Shahih Al-Bukhari hadis nomor 2727

١١ - بَابُ الشُّرُوطِ فِي الطَّلَاقِ
11. Bab Syarat-Syarat di Dalam Perceraian


وَقَالَ ابۡنُ الۡمُسَيَّبِ وَالۡحَسَنُ وَعَطَاءٌ: إِنۡ بَدَأَ بِالطَّلَاقِ أَوۡ أَخَّرَ فَهُوَ أَحَقُّ بِشَرۡطِهِ.

Ibnu Al-Musayyab, Al-Hasan, dan ‘Atha` berkata: Jika ia mendahului dengan ucapan talak atau mengakhirkannya, maka ia lebih berhak atas syarat yang ditetapkannya.

٢٧٢٧ - حَدَّثَنَا مُحَمَّدُ بۡنُ عَرۡعَرَةَ: حَدَّثَنَا شُعۡبَةُ، عَنۡ عَدِيِّ بۡنِ ثَابِتٍ، عَنۡ أَبِي حَازِمٍ، عَنۡ أَبِي هُرَيۡرَةَ رَضِيَ اللهُ عَنۡهُ قَالَ: نَهَى رَسُولُ اللهِ ﷺ عَنِ التَّلَقِّي، وَأَنۡ يَبۡتَاعَ الۡمُهَاجِرُ لِلۡأَعۡرَابِيِّ، وَأَنۡ تَشۡتَرِطَ الۡمَرۡأَةُ طَلَاقَ أُخۡتِهَا، وَأَنۡ يَسۡتَامَ الرَّجُلُ عَلَى سَوۡمِ أَخِيهِ، وَنَهَى عَنِ النَّجۡشِ، وَعَنِ التَّصۡرِيَةِ. تَابَعَهُ مُعَاذٌ وَعَبۡدُ الصَّمَدِ عَنۡ شُعۡبَةَ، وَقَالَ غُنۡدَرٌ وَعَبۡدُ الرَّحۡمٰنِ: نُهِيَ. وَقَالَ آدَمُ: نُهِينَا. وَقَالَ النَّضۡرُ وَحَجَّاجُ بۡنُ مِنۡهَالٍ: نَهَى. [طرفه في: ٢١٤٠].

2727. Muhammad bin ‘Ar’arah telah menceritakan kepada kami: Syu’bah menceritakan kepada kami dari ‘Adi bin Tsabit, dari Abu Hazim, dari Abu Hurairah—radhiyallahu ‘anhu—. Ia berkata: Rasulullah—shallallahu ‘alaihi wa sallam—melarang tindakan menyongsong penjual dari desa sebelum sampai ke pasar, orang kota menjualkan barang milik orang desa, seorang wanita menetapkan syarat perceraian saudarinya (madunya), seseorang menawar atas tawaran saudaranya, dan beliau melarang tindakan rekayasa penawaran harga serta tindakan membiarkan susu hewan tidak diperah agar terlihat banyak.

Mu’adz dan ‘Abdush Shamad mengiringi Muhammad bin ‘Ar’arah dari Syu’bah.
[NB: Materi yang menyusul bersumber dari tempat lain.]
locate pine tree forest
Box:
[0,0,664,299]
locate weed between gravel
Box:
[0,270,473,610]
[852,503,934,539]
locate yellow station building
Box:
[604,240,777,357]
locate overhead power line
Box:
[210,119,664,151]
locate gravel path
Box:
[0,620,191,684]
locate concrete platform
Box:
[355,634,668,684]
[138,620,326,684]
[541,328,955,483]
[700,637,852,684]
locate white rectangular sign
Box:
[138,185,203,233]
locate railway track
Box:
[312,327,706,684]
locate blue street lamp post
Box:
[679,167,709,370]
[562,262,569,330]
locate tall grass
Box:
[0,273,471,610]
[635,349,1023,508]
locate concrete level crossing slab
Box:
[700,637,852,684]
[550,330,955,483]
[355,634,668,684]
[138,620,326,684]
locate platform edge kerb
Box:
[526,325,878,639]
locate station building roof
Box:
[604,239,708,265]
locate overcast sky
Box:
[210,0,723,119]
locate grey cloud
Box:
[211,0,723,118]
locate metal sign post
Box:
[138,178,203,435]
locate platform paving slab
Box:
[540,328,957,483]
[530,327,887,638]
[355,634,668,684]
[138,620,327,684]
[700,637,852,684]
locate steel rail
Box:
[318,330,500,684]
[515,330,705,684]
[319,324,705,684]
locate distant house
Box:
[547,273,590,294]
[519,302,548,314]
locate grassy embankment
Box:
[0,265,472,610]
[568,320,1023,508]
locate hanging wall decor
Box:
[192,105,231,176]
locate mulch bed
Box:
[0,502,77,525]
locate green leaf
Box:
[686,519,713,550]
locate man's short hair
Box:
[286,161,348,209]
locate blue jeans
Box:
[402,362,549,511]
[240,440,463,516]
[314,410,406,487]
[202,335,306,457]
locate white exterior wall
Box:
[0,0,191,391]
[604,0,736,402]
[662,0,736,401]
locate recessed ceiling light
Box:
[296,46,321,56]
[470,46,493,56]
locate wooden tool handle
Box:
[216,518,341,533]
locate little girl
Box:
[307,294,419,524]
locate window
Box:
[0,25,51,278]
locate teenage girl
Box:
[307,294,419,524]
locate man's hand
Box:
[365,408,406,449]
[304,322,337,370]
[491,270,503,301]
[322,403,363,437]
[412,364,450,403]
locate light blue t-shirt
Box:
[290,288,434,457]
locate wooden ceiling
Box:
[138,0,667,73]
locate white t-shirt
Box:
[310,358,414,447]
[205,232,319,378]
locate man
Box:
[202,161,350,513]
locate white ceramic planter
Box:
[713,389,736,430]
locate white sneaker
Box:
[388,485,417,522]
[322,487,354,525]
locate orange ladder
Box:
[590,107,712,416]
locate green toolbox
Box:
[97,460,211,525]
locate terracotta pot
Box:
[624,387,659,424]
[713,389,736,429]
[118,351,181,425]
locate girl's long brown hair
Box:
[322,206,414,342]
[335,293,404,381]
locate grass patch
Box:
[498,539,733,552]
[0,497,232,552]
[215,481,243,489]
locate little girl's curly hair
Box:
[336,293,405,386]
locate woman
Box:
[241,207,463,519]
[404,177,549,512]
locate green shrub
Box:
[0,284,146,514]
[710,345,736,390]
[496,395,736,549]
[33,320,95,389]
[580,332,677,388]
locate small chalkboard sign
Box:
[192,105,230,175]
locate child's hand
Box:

Ghundar dan ‘Abdurrahman berkata: (dengan lafaz) “Dilarang”. Adam berkata: (dengan lafaz) “Kami dilarang”. An-Nadhr dan Hajjaj bin Minhal berkata: (dengan lafaz) “Beliau melarang”.